Wednesday, February 29, 2012

Are early NFL draft picks no better than late draft picks? Part II

This is about the Dave Berri/Rob Simmons paper that concludes that QBs who are high draft choices aren't much better than QBs who are low draft choices. You probably want to read Part I, if you haven't already.


If you want to look for a connection between draft choice and performance, wouldn't you just run a regression to predict performance from draft choice? The Berri/Simmons paper doesn't. The closest they come is their last analysis of many, the one that starts at the end of page 47.

Here's what the authors do. First, they calculate an "expected" draft position, based on a QB's college stats, "combine stats" (height, body mass index, 40 yard dash time, Wonderlic score), and whether he went to a Division I-A school. That's based on another regression earlier in the paper. I'm not sure why they use that estimate -- it seems like it would make more sense to use the real draft position, since they actually have it, instead of their weaker (r-squared = 0.2) estimate.

In any case, the use that expected draft position, and run a regression to predict performance for every NFL season in which a QB had at least 100 plays. They also include terms for experience (a quadratic, to get a curve that rises, then falls).

It turns out, in that regression, that the coefficient for draft position is not statistically significant.

And, so, Berri and Simmons conclude,

"Draft pick is not a significant predictor of NFL performance. ... Quarterbacks taken higher do not appear to perform any better."

I disagree. Two reasons.

1. Significance

As the authors point out, the coefficient for draft position wasn't nearly significant -- it was only 0.52 SD from zero.

But, it's of a reasonable size, and it goes in the right direction. If it turns out to be non-significant, isn't that just that the authors didn't use enough data?

Suppose someone tells me that candy bars cost $1 at the local Kwik-E-Mart. I don't believe him. I hang out at the store for a couple of hours, and, for every sale, I mark down the number of candy bars bought, and the total sale.

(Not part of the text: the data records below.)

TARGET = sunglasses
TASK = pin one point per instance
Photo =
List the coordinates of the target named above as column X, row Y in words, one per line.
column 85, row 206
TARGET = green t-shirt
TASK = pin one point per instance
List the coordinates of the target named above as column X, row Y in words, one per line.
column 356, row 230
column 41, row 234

I do a regression. The coefficient comes out to $0.856 more per bar, but it's only 0.5 SD.

"Ha!" I tell my friend. "Look, that's not significantly different from zero! Therefore, you're wrong! Candy bars are free!"

That would be silly, wouldn't it? But that's what Berri and Simmons are doing.

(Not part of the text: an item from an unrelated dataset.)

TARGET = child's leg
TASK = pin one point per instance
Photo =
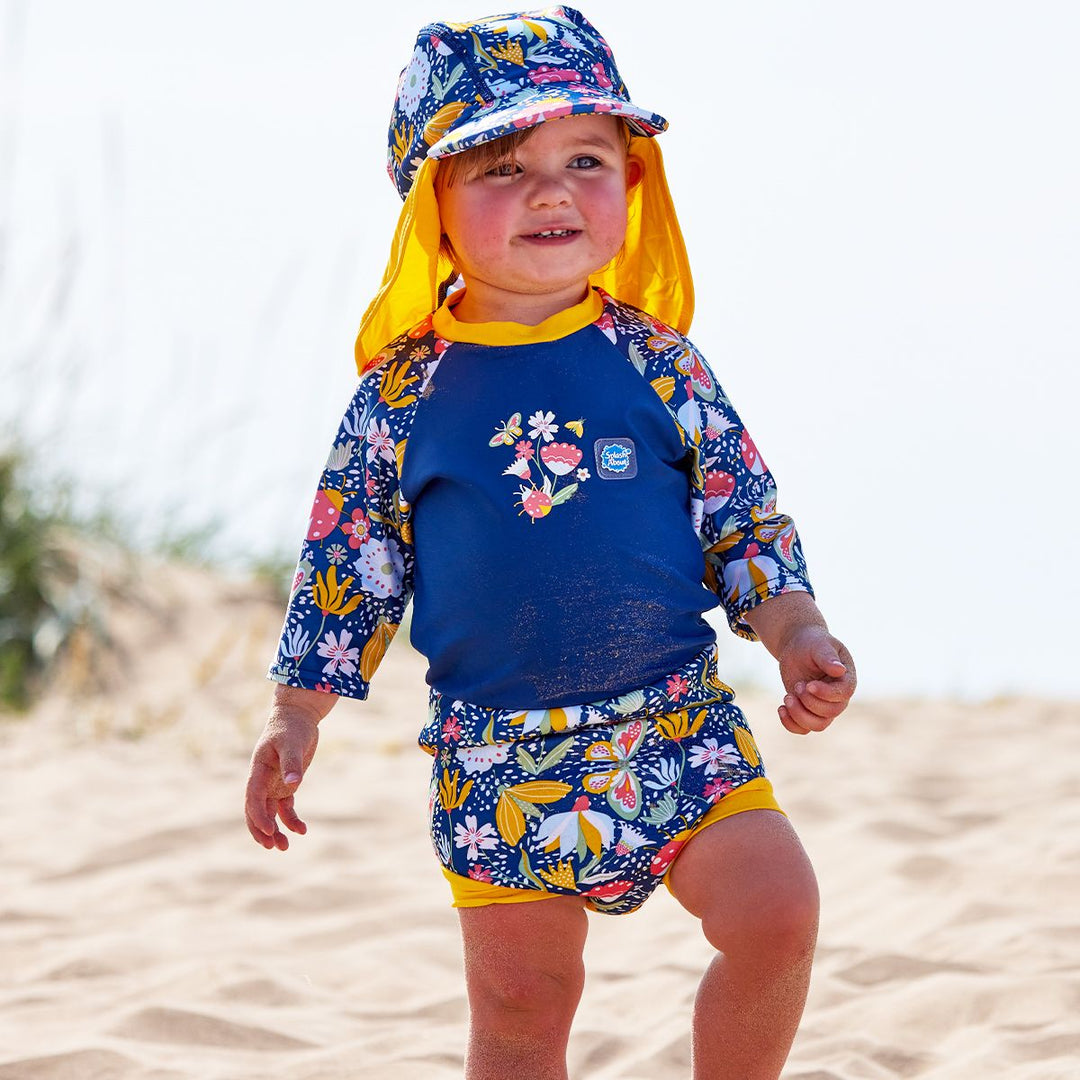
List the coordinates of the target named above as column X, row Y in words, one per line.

Imagine two quarterbacks with five years' NFL experience. One was drafted 50th. The other was drafted 150th. How much different would you expect them to be in QB rating? If you don't know QB rating, thing about it in terms of rankings. How much higher on the list would you expect the 50th choice to be, compared to the 150th? Remember, they both have 5 years' experience and they both had at least 100 plays that year.

Well, the coefficient would say the early one should be 1.9 points better. I calculate that to be about 15 percent of the standard deviation for full-time quarterbacks. It'll move you up in the rankings two or three positions.

Is that about what you thought? It's around what I would have thought. Actually, to be honest, maybe a bit lower. But well within the bounds of conventional wisdom.

So, if you do a study to disprove conventional wisdom, and your point estimate is actually close to conventional wisdom ... how can you say you've disproven it?

That's especially true because the confidence interval is so wide. If we add 2 SD to the point estimate, we find that the effect of draft choice could be as high as -0.091. That means that 100 draft positions is worth 9.1 points. That's a huge difference between quarterbacks. Nine points would move you up at least 6 or 7 positions -- just because you were drafted earlier. It's almost 75 percent of a standard deviation.

Basically, the confidence interval is so wide that it includes any plausible value ... and many implausible values too!

That regression doesn't disprove anything at all. It's a clear case of "absence of evidence is not evidence of absence."

2. Attrition

In Part I, I promised an argument that doesn't require the assumption that QBs who never play are worse than QBs who do. However, we can all agree, can't we, that if a QB plays, but then he doesn't play any more because it's obvious he's not good enough ... in *that* case, we can say he's worse than the others, right? I can't see Berri and Simmons claiming that Ryan Leaf would have been a star if only his coaches gave him more playing time.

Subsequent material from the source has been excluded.